There is actually quite a lot to think about in Zits. Scott and Borgman have become so adept at limning the
interactivity among the characters that one of the highlights of Bingeworthy Zits is a series in which
one participant in the strip at a time disappears. First “the writer” is “on
furlough” for a strip that needs no words; then “the artist” is away, leaving
behind some writing that calls for lots and lots and lots of detail in the drawing; then Mom is away, and then Jeremy
(resulting in a strip with the box score “peaceful: 1, funny: 0”); and then Dad
is away, and then the editor (resulting in a strip with a supremely silly
sort-of-pun that some editors probably would censor). In this sequence, Scott
and Borgman manage to have fun with the idea
of a strip such as Zits while still creating the strip in ways that make
sense – one of those “meta” experiences that are much harder to pull off than
they seem to be.
Less difficult to manage are the inevitable strips tied to the COVID-19
pandemic. There is just not much to do with that topic, although Scott and
Borgman do give the inevitable concepts a Zits
twist: a new sink in the classroom labeled “please wash hand before raising,”

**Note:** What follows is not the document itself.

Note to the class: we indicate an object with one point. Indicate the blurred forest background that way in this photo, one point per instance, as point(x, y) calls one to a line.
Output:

eating lunch together while talking on the phone from two sides of a jail-like
partition, and so forth. The topical Zits
strips tend not to hold up as well as more-generalized ones, some of which
lurch perilously (or delightfully) close to slapstick – like one in which
balding Walt tells Jeremy he is having trouble covering his top-of-head bald
spot, Jeremy says he just got something delivered that could help, and the next
thing you know, Jeremy has opened the box, emptied it, and turned it over into
Walt’s head. The best strips of all, though, are the ones that explore the
characters’ foibles and the interactions that result. Those are not only within
Jeremy’s family: a laugh-out-loud series in Bingeworthy
Zits – at least for those who have followed the strip long enough to be
thoroughly familiar with much-pierced, hyper-tattooed Pierce – has Pierce
dressing conventionally, using proper grammar (“seen whom?”), talking prep
(“spiffy sport coat”), and wearing loafers, all to try to convince his
girlfriend’s parents that he is not “a total antisocial nonconformist
spazzball.” She, however, brings the whole experiment to a screeching halt by
screeching, “I miss my spazzball!”
Clearly a quarter of a century has scarcely been enough time for Zits to explore all the ins and outs of teenagers and their world – even though that world itself has changed dramatically since the strip started. Actually, change of all sorts is a recurring theme of Zits, as when Jeremy wanders into his home’s attic and discovers two accordions, leading his parents to backtrack from their youthful foibles in words usually applied to, ahem, non-musical sorts of activities: “We were young and just experimenting.” Jeremy then tells them that “you both know that the accordion is a gateway instrument,” and Connie exclaims, “There was no polka! We swear!” Ah, yes – these occasional bouts of absurdity are among the best features of Zits. And speaking of absurdity, there is one multi-strip series in which Jeremy, while trying to wrap a package, wishes he had three more hands – which, of course, instantly appear, leading his dad to suggest a “high twenty-five” and his girlfriend, Sara, to comment that “our New Year’s Eve hug should be interesting.” (Yes, the whole thing turns out just to have been a dream, but so what?) Bingeworthy Zits really is bingeworthy: it is hard to imagine not reading the entire collection in one sitting. But that’s not all! The book’s back cover shows a big stack of other collections of Zits, making it possible to binge on this one and then binge some more and more and more and moremoremoremoremoremore until…well, until the next collection comes out. If you can wait that long. (And if you can’t, feel free to start over and binge again!)